Planks strengthen your core and improve your balance.

Start in a prone position, with your hands under your shoulders and your toes touching the floor. Raise your body, resting on your hands and feet, maintaining a straight line from head to heels.

Hold the plank for at least 30 seconds.

Yoga Classes

Yoga improves flexibility, balance, and core strength. Look for classes in your area or use videos online to start practicing.

Part 2: Improving Your Balance

Balance Beam

Walking on a balance beam enhances your balance and stability.

Try to walk the entire length of a beam (under 6 seconds) without holding your hands up for support.

One-Legged Balance

Work on balancing on one foot for a minute at a time, using support if needed, and then switch to the other foot.

Wobble Board

Stand on a wobble board with your feet shoulder-width apart, tighten your abs, and rock your body. Aim to balance for one minute or longer.

Yoga and Tai Chi

Enroll in yoga or a tai chi class to improve your flexibility, balance, and strength.

Ballet

A ballet class will help you improve your balance and increase your flexibility. Find online tutorials or sign up for in-person classes.
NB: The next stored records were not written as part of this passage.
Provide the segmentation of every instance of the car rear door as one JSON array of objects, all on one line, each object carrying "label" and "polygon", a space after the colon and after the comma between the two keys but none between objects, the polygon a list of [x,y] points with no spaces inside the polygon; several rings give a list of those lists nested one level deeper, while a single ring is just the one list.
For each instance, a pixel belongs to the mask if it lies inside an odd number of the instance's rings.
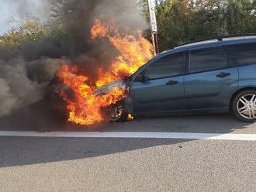
[{"label": "car rear door", "polygon": [[190,51],[184,80],[186,109],[227,106],[238,82],[238,70],[228,67],[227,58],[222,46]]},{"label": "car rear door", "polygon": [[[144,69],[130,85],[130,96],[139,114],[182,110],[185,53],[164,56]],[[145,81],[138,80],[144,74]]]}]

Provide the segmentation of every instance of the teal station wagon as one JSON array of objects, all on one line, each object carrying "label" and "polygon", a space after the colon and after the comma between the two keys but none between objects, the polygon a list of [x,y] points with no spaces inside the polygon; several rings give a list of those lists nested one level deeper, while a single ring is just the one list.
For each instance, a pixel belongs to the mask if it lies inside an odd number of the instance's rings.
[{"label": "teal station wagon", "polygon": [[232,111],[241,120],[254,122],[256,35],[211,38],[164,51],[121,84],[129,97],[112,106],[113,121],[125,119],[128,113]]}]

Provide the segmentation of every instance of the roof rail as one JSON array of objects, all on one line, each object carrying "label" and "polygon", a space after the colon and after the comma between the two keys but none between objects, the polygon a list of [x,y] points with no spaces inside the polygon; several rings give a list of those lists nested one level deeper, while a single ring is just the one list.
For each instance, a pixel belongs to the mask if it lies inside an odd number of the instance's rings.
[{"label": "roof rail", "polygon": [[237,35],[229,35],[229,36],[215,36],[215,37],[208,37],[208,38],[205,38],[205,39],[198,39],[195,40],[192,40],[191,42],[184,43],[184,44],[181,44],[178,46],[185,46],[185,45],[189,45],[189,44],[192,44],[192,43],[199,43],[201,41],[207,41],[207,40],[213,40],[213,39],[217,39],[218,41],[223,41],[223,39],[224,38],[231,38],[231,37],[240,37],[240,36],[256,36],[256,33],[251,33],[251,34],[237,34]]}]

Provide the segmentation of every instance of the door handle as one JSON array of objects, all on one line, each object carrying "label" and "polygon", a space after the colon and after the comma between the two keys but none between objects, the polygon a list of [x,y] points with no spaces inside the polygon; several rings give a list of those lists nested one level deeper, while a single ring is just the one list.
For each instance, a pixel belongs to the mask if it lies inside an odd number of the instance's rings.
[{"label": "door handle", "polygon": [[173,85],[173,84],[178,84],[178,81],[169,81],[165,84],[167,84],[167,85]]},{"label": "door handle", "polygon": [[223,77],[224,77],[226,76],[229,76],[229,75],[230,75],[230,73],[223,73],[223,73],[220,73],[220,74],[217,74],[216,77],[223,78]]}]

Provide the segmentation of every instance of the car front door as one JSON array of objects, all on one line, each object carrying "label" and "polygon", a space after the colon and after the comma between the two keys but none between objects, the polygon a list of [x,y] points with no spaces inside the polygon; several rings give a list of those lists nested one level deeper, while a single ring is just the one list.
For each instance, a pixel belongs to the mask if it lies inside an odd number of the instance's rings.
[{"label": "car front door", "polygon": [[186,109],[227,107],[230,94],[237,87],[238,70],[227,67],[223,48],[190,51],[188,68],[184,80]]},{"label": "car front door", "polygon": [[185,53],[164,56],[147,67],[130,84],[134,110],[140,115],[182,110]]}]

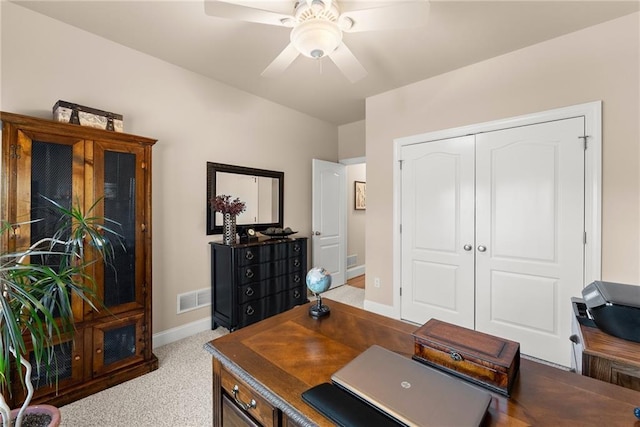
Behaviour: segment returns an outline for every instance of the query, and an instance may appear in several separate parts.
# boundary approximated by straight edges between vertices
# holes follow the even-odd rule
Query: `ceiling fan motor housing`
[[[342,30],[335,22],[313,19],[291,30],[291,43],[308,58],[322,58],[342,43]]]
[[[338,11],[335,1],[300,1],[296,4],[297,25],[291,30],[291,43],[308,58],[319,59],[342,43],[342,30],[338,26]]]

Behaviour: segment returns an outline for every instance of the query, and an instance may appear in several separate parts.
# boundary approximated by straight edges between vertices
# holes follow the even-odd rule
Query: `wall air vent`
[[[198,289],[178,295],[178,313],[211,305],[211,288]]]

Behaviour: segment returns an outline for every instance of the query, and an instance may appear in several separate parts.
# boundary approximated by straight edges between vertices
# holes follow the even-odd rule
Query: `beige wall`
[[[639,24],[636,13],[367,99],[367,301],[393,303],[395,138],[596,100],[602,279],[640,284]]]
[[[358,163],[347,165],[347,256],[357,255],[355,266],[364,266],[365,251],[365,220],[367,211],[355,210],[355,181],[367,182],[367,165]]]
[[[365,156],[364,131],[364,120],[338,127],[338,158],[340,160]]]
[[[124,114],[153,151],[153,331],[209,316],[176,315],[176,296],[210,286],[206,162],[285,173],[285,225],[311,231],[311,159],[338,160],[338,130],[262,98],[6,1],[0,108],[51,117],[59,100]],[[259,78],[259,77],[256,77]]]

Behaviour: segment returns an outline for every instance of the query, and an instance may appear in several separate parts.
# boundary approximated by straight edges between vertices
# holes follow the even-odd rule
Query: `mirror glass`
[[[209,201],[225,194],[245,203],[245,211],[236,218],[239,229],[256,231],[283,224],[284,172],[247,168],[222,163],[207,163],[207,234],[222,233],[222,214]]]

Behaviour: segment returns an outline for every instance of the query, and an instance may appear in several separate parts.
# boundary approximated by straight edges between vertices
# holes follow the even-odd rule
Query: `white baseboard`
[[[347,280],[354,277],[362,276],[365,272],[364,265],[356,265],[355,267],[347,268]]]
[[[364,309],[373,313],[380,314],[382,316],[390,317],[392,319],[400,318],[392,305],[380,304],[379,302],[369,301],[365,299]]]
[[[153,348],[190,337],[207,329],[211,329],[211,316],[153,334]]]

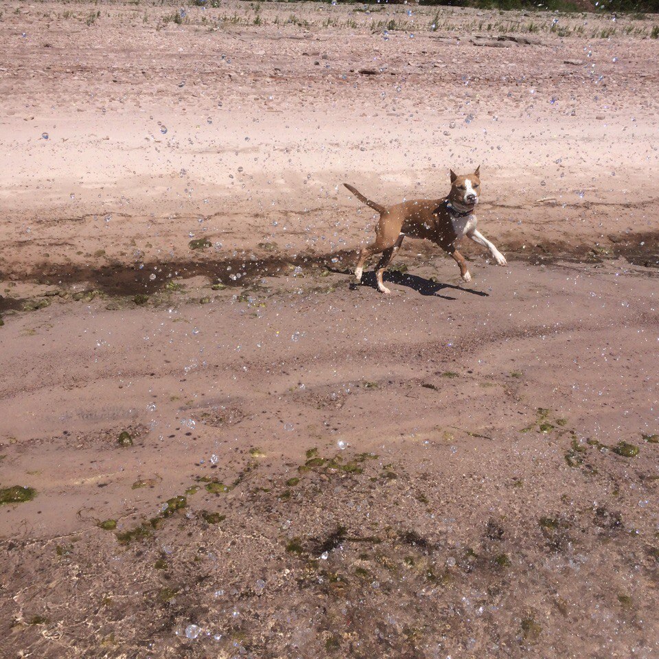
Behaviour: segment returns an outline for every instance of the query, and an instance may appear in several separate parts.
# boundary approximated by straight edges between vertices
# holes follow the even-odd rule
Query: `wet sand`
[[[257,6],[2,5],[0,654],[653,657],[651,19]]]

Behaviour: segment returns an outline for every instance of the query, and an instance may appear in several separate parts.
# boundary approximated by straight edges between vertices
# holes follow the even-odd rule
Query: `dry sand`
[[[0,656],[656,656],[659,21],[185,11],[0,5]]]

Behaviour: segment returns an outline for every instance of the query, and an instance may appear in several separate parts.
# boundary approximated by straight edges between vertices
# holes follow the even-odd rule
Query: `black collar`
[[[471,215],[474,212],[474,209],[472,209],[470,211],[459,211],[451,203],[449,199],[447,199],[446,201],[444,202],[444,205],[446,205],[448,212],[456,218],[466,218],[467,215]]]

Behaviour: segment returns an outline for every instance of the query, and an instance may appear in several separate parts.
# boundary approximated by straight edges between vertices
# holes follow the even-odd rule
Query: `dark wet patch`
[[[93,288],[110,295],[134,296],[151,294],[165,288],[173,278],[185,279],[203,276],[225,286],[245,286],[264,277],[277,277],[299,267],[303,272],[311,272],[334,264],[340,265],[344,260],[351,264],[354,252],[340,252],[317,256],[273,255],[263,258],[199,259],[172,262],[154,261],[137,264],[115,262],[88,265],[56,264],[47,262],[36,265],[23,275],[12,273],[14,279],[43,285],[57,284],[60,286],[73,286],[88,283]],[[156,275],[151,279],[152,275]],[[232,276],[233,278],[232,278]],[[0,273],[0,280],[7,273]],[[12,308],[11,300],[0,299],[0,312]],[[22,304],[22,303],[21,303]],[[20,309],[21,306],[13,308]]]
[[[104,531],[114,531],[117,528],[117,520],[106,520],[104,522],[99,522],[98,527]]]

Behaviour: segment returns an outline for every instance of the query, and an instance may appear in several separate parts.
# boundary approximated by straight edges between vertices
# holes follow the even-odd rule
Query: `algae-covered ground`
[[[597,11],[0,1],[1,659],[659,656],[659,39]],[[479,164],[507,267],[355,284],[342,183]]]

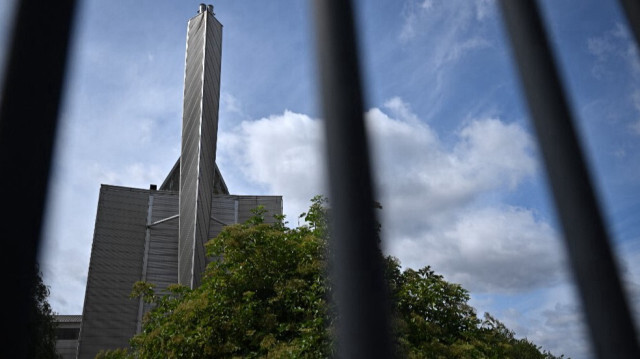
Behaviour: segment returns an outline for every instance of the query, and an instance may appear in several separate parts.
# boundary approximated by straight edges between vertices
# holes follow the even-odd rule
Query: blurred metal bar
[[[46,191],[64,82],[74,0],[23,0],[16,6],[0,99],[0,188],[4,228],[0,253],[8,317],[3,358],[23,358]]]
[[[620,0],[620,5],[627,16],[629,27],[636,39],[636,45],[640,46],[640,1]]]
[[[392,357],[351,1],[314,1],[341,358]]]
[[[536,3],[501,0],[594,349],[640,358],[631,313]]]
Part 3: Warming Up Before a Scorpion

Neck Rolls

Roll your neck from side to side to avoid stiffness during the scorpion.

Shoulder Stretch

Stretch your shoulders and upper chest to reach your foot.

Stand straight and bend at the waist to touch your toes, holding the stretch for 30 seconds.
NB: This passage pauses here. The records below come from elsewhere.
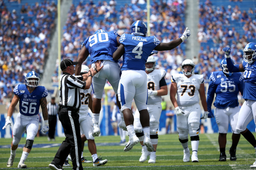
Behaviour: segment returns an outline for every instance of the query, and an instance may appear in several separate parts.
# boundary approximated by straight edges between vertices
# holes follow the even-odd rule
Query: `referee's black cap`
[[[60,62],[60,69],[63,70],[72,65],[76,65],[78,63],[78,62],[77,61],[72,61],[70,59],[65,58]]]

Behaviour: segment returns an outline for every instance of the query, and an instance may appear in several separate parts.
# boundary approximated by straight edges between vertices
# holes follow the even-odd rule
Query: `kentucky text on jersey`
[[[146,41],[146,38],[142,38],[142,37],[138,37],[138,36],[133,36],[132,40],[137,40],[137,41]]]
[[[26,102],[36,102],[36,99],[26,99],[24,98],[23,101]]]

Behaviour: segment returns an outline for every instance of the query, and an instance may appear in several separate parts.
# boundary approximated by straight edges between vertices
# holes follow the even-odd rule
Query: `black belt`
[[[67,110],[69,110],[70,111],[78,111],[79,109],[78,109],[76,107],[71,107],[71,106],[62,106],[62,105],[59,105],[59,109],[65,109]]]

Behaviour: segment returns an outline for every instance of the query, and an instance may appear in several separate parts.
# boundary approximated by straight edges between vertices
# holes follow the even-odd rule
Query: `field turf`
[[[254,135],[255,133],[254,134]],[[218,134],[200,134],[200,141],[198,151],[198,163],[184,163],[183,149],[178,139],[178,135],[168,134],[160,135],[156,151],[156,164],[148,164],[149,159],[143,163],[138,161],[141,156],[142,148],[140,144],[136,145],[128,152],[124,151],[124,146],[120,146],[119,136],[102,136],[95,138],[98,156],[101,154],[103,159],[108,162],[105,165],[98,167],[93,167],[92,163],[82,164],[84,169],[93,170],[246,170],[251,169],[250,165],[255,161],[254,149],[250,144],[241,136],[236,150],[236,161],[230,161],[228,150],[231,146],[232,134],[227,135],[226,155],[227,161],[218,161],[220,156]],[[48,142],[46,137],[36,138],[34,147],[25,162],[28,169],[33,170],[50,170],[48,165],[64,140],[64,138],[56,138],[55,142]],[[128,140],[126,137],[126,141]],[[10,155],[10,146],[12,139],[0,139],[0,170],[16,169],[22,156],[22,148],[26,143],[26,139],[22,138],[20,143],[14,166],[6,167]],[[192,154],[190,140],[188,147]],[[39,145],[42,144],[42,145]],[[84,156],[88,160],[92,161],[88,151],[87,145],[84,146]],[[56,146],[54,147],[54,146]],[[38,148],[40,147],[40,148]],[[69,163],[72,164],[70,161]],[[66,170],[72,168],[64,167]]]

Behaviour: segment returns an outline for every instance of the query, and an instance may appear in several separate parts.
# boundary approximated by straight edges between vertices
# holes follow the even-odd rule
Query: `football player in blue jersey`
[[[232,61],[234,63],[234,61]],[[236,151],[240,136],[236,129],[240,110],[238,94],[240,92],[242,95],[244,83],[242,74],[228,72],[226,58],[222,61],[222,71],[213,72],[210,76],[206,100],[210,113],[208,117],[210,115],[212,115],[210,117],[214,117],[212,112],[212,104],[214,93],[216,93],[214,105],[216,107],[215,117],[218,127],[218,145],[220,152],[218,161],[226,161],[225,150],[228,123],[233,132],[232,146],[230,149],[230,160],[236,161]]]
[[[244,87],[242,98],[245,101],[238,116],[236,131],[240,133],[256,150],[256,140],[254,135],[246,128],[254,119],[256,122],[256,43],[248,43],[244,50],[244,59],[242,63],[234,65],[230,57],[230,49],[224,47],[223,51],[226,57],[226,65],[230,72],[244,72]],[[256,168],[256,159],[250,168]]]
[[[76,75],[80,75],[82,64],[89,54],[90,55],[92,67],[98,60],[101,61],[101,66],[104,66],[92,78],[94,137],[98,136],[100,133],[98,123],[100,112],[102,107],[102,98],[107,79],[112,86],[116,98],[118,97],[118,86],[120,80],[120,66],[118,61],[114,61],[112,55],[120,44],[118,42],[120,38],[120,35],[116,32],[106,32],[103,29],[100,29],[84,41],[78,55]],[[118,100],[116,100],[116,103],[120,110],[121,106]]]
[[[18,85],[14,89],[14,95],[8,109],[6,124],[2,128],[4,129],[8,125],[12,125],[10,117],[12,116],[15,107],[20,102],[20,113],[17,115],[12,130],[14,139],[10,145],[10,156],[7,162],[7,167],[12,166],[16,150],[22,134],[26,130],[26,144],[23,148],[18,168],[26,168],[24,162],[31,151],[34,137],[38,133],[39,127],[38,114],[40,105],[44,120],[44,126],[41,131],[46,133],[49,130],[46,99],[48,91],[44,87],[39,86],[40,77],[34,71],[28,72],[25,77],[25,80],[26,84]]]
[[[150,139],[150,115],[146,105],[148,87],[145,64],[154,49],[164,51],[174,49],[188,37],[190,31],[186,28],[180,38],[168,43],[160,43],[154,36],[146,36],[146,26],[140,20],[134,22],[130,29],[131,34],[124,33],[121,36],[119,39],[121,44],[113,54],[114,60],[118,60],[122,55],[123,59],[118,97],[129,134],[129,142],[124,151],[130,151],[140,142],[134,130],[134,118],[131,111],[134,99],[144,132],[144,145],[146,146],[148,151],[153,152],[154,148]]]

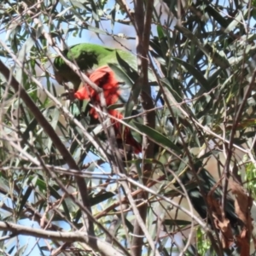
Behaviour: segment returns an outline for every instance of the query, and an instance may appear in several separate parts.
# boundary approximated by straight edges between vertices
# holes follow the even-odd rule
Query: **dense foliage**
[[[253,253],[255,1],[3,0],[0,12],[1,255]],[[81,43],[130,52],[109,67],[130,86],[121,124],[141,154],[116,140],[108,109],[120,106],[102,100],[95,122],[95,102],[60,96],[77,84],[55,78],[56,57],[88,79],[62,51]]]

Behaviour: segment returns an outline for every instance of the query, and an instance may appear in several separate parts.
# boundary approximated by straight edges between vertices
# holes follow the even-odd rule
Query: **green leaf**
[[[192,65],[178,58],[173,58],[173,60],[183,65],[189,71],[189,73],[201,84],[201,85],[205,89],[207,92],[212,89],[208,87],[207,80],[205,79],[202,73],[196,68],[195,68]]]
[[[149,138],[153,139],[155,143],[166,146],[171,150],[174,150],[178,154],[182,154],[180,148],[177,148],[168,137],[163,136],[155,130],[143,124],[137,122],[133,122],[133,124],[140,131],[145,133]]]

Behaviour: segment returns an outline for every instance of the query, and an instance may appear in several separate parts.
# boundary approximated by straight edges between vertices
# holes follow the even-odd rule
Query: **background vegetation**
[[[0,12],[1,255],[254,253],[253,1],[3,0]],[[110,160],[102,126],[59,96],[53,60],[81,42],[137,59],[145,150],[131,162]]]

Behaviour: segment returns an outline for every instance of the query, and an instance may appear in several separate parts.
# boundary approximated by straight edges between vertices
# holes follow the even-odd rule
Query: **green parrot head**
[[[89,71],[112,61],[113,49],[106,48],[92,44],[80,44],[70,47],[63,51],[63,55],[75,63],[80,71],[88,74]],[[81,79],[58,56],[54,61],[55,79],[61,84],[71,82],[75,90],[81,84]]]

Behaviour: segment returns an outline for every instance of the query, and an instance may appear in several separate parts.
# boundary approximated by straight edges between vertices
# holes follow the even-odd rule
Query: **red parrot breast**
[[[121,90],[119,89],[120,83],[116,79],[114,73],[108,66],[103,66],[97,68],[89,76],[89,78],[93,83],[103,90],[107,107],[118,102],[121,96]],[[85,84],[76,91],[74,93],[74,97],[79,100],[90,100],[99,106],[101,103],[100,96],[97,92],[88,84]],[[123,114],[117,109],[108,109],[108,112],[115,119],[122,119],[124,118]],[[98,113],[94,108],[90,110],[89,113],[96,119],[99,118]],[[126,144],[134,148],[134,152],[136,154],[142,152],[142,145],[134,139],[130,128],[125,127],[125,131],[122,132],[122,125],[115,119],[110,119],[117,137],[123,137]]]

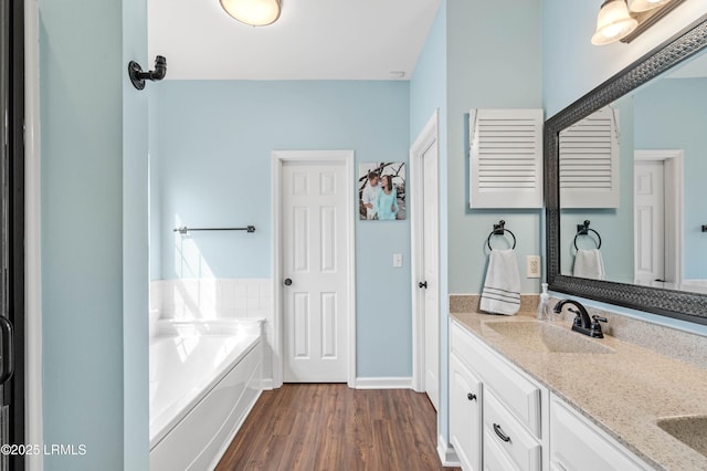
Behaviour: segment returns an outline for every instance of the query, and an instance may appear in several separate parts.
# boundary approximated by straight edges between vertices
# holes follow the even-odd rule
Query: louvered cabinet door
[[[542,109],[469,112],[469,207],[542,207]]]
[[[619,208],[618,117],[608,106],[560,133],[561,208]]]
Start by sitting with your legs spread wide in front of you. Lower your torso to touch your toes on both sides.

Sit with your knees bent and the bottoms of your feet touching. Gently press down on your knees to stretch your hips. Reach your arms out in front to touch the ground.

Wall Bridge and Back Muscle Stretches

Stand a few feet from a wall, place your hands behind your head, and walk yourself down to the ground. Rock your back muscles back and forth.
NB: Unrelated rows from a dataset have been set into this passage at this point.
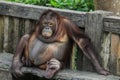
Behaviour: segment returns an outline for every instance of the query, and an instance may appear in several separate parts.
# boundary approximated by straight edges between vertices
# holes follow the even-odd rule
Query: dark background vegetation
[[[86,12],[94,10],[93,0],[7,0],[7,1]]]

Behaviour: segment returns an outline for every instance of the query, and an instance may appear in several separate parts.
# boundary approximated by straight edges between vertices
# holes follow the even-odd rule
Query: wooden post
[[[0,16],[0,52],[3,51],[3,41],[4,41],[4,18]]]
[[[91,39],[93,47],[97,52],[97,56],[100,55],[100,51],[101,51],[101,39],[103,35],[103,18],[111,14],[112,14],[111,12],[94,11],[94,12],[89,12],[86,15],[85,33]],[[90,71],[92,70],[90,61],[87,60],[86,58],[84,58],[83,68],[84,70],[90,70]]]

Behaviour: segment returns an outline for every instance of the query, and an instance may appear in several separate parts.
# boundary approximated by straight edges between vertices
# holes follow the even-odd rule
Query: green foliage
[[[71,9],[78,11],[93,11],[93,0],[8,0],[26,4]]]

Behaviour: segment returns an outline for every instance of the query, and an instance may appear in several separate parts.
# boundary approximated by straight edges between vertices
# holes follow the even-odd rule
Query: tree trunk
[[[112,11],[120,16],[120,0],[94,0],[96,10]]]

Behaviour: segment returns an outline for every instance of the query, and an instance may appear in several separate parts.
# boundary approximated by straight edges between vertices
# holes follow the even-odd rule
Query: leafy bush
[[[93,11],[93,0],[8,0],[26,4],[71,9],[78,11]]]

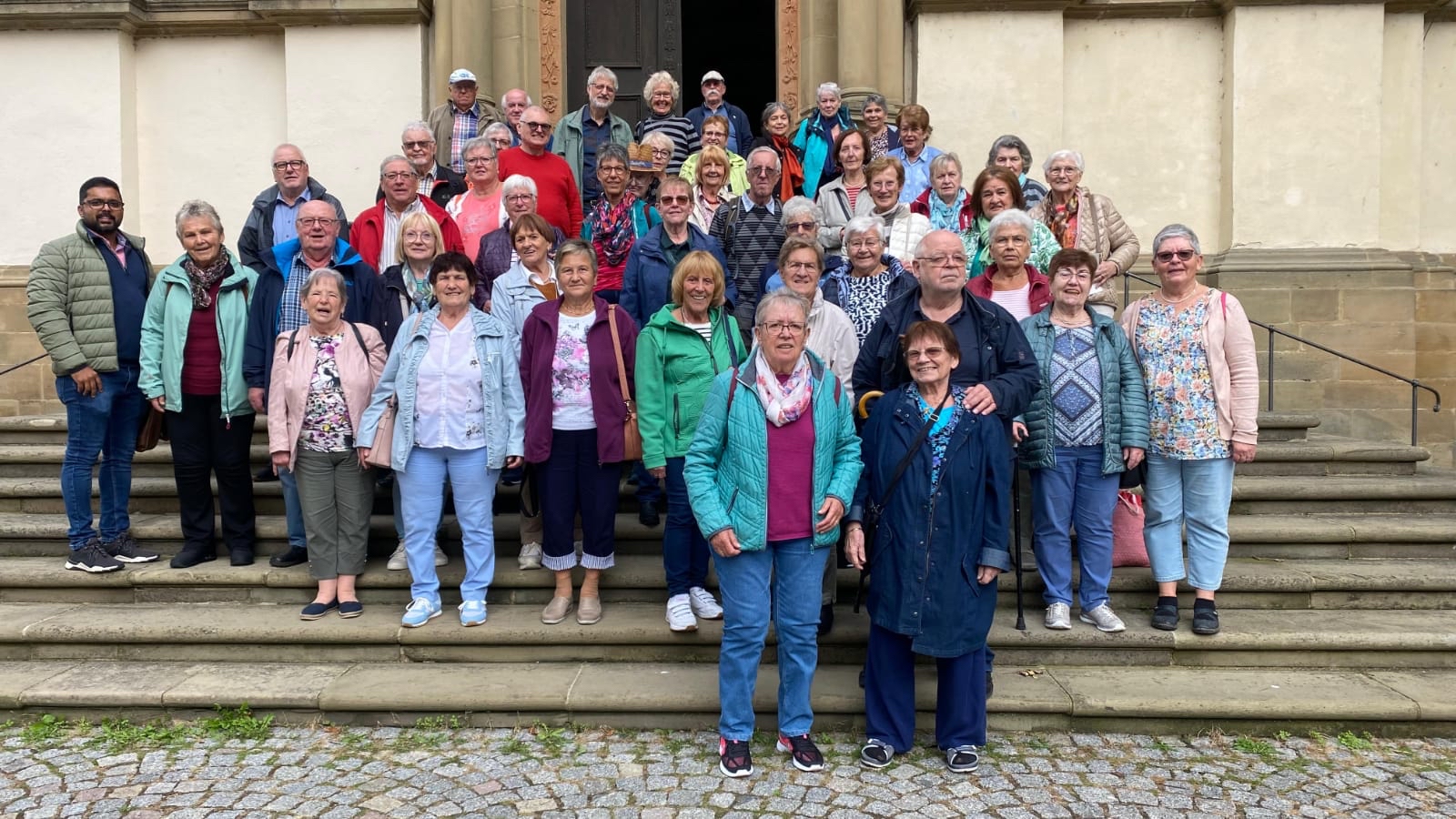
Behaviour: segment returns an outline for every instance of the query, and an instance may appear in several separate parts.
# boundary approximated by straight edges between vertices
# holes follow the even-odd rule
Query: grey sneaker
[[[1066,603],[1051,603],[1047,606],[1047,628],[1067,631],[1072,628],[1072,606]]]
[[[1050,618],[1051,615],[1047,616]],[[1123,625],[1123,618],[1112,614],[1112,606],[1107,603],[1102,603],[1092,611],[1083,611],[1077,619],[1082,622],[1091,622],[1098,631],[1115,632],[1127,628]]]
Lie on your tummy, hold your torso up with your arms, and tip your head back. This stretches your chest, abdominal, and back muscles.

Part 4: Trying the Scorpion

Steps to Achieve the Scorpion

Stand with your legs slightly apart, facing forward. Lean over to the left and grip the outside of your left foot with your left hand. Bend your knee backward to reach your foot. Push your left leg up behind you, using your leg muscles to stretch it as high as possible. Turn your left elbow outward and point it forward in front of your head. Reach around and grab your left foot with your right hand so both hands are holding your foot with your elbows above your head. Push your leg higher, reaching for the scorpion position. Use a sports band to assist you if you can't reach your toes yet.